2021年12月からスタートしている取り組みで、価格は日本円換算でおよそ1000円。Openseaのプラットフォームで計6つの御朱印が各48枚授与されます。
御朱印とNFTの相性
メタバースでの活用やファッション、エンタメ領域での取引などがスポットライトを浴びているNFTですが、両者の取り組みは「画像データ」の授受という比較的シンプルなもの。しかし安易に先端技術に手を出しているではありません。「御朱印」と「NFT」には親和性があります。御朱印とは「参拝した印のスタンプカード」として現在一般に浸透しつつありますが、元来は本尊の変わりとして持ち帰るものです。失礼を承知で横文字を使うなら「仏さまのテイクアウト」。
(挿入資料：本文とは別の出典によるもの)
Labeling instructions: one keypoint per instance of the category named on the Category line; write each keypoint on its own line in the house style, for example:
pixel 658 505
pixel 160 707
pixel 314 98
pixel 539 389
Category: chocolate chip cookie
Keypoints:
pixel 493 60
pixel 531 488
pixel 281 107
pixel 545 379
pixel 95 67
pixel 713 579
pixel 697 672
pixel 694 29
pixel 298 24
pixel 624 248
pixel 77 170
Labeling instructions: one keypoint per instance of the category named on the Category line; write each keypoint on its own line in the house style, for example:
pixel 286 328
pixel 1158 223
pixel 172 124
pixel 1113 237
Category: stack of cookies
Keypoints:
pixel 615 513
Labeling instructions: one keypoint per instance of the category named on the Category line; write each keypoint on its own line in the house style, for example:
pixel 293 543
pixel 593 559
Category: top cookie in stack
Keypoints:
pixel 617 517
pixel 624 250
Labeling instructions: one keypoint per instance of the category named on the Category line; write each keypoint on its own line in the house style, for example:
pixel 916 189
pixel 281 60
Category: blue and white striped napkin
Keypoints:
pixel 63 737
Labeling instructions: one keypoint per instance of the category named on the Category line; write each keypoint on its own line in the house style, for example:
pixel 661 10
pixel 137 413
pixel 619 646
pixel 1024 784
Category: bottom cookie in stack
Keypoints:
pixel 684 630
つまり御朱印は「自分の信仰と仏様をつなぐ印」です。自分で足を運んでもらってきた御朱印でないと意味がありません。他人から手渡されたモノはもちろん、まして御朱印の画像を複製したものを保存していても、仏様とのつながりは希薄になってしまうことでしょう。
とはいえ遠方の方にも参拝してもらいたい、板挟みの状態に悩む寺社仏閣各位。
非代替性を持つNFTであれば「自分だけのデータの証明」が可能なので、デジタルデータであっても御朱印のありがたみを実感することができます。また、NFTで御朱印を購入することが一般的になれば、昨今話題になっている御朱印の転売問題に一矢を報いることができるかもしれません。
文化存続のため柔軟な対応
この取り組みに関して、BUSHIDO文化協会は次のようにコメント。現在、寺院は消滅の危機にあります。それは江戸時代より確立された檀家制度の限界です。人口減少、地域一極集中などによる影響もあり、地方の寺院から崩壊が始まっています。さらに、核家族化による文化の未継承・先祖への思いの変化、信仰の希薄化が伴い、様々な悪条件が崩壊に追い打ちをかけています。
(中略)
そこで、様々な縁を作る努力が必要になりますが、このNFTも同様であります。NFTというデジタル技術を用いることで、世界の人たちに向けて、日本の文化を発信することができます。さらには、このご縁の中で訪問してくださる方が生まれるかもしれません。そういう意味でもご朱印NFTはご縁を紡ぐ可能性を秘めているのです。
浄楽寺以外にも、VR空間を活用したオンライン参拝や文化財の3Dモデル化に挑戦する寺院がちらほら。宗教界も大きくアップデートを迎えつつあるようです。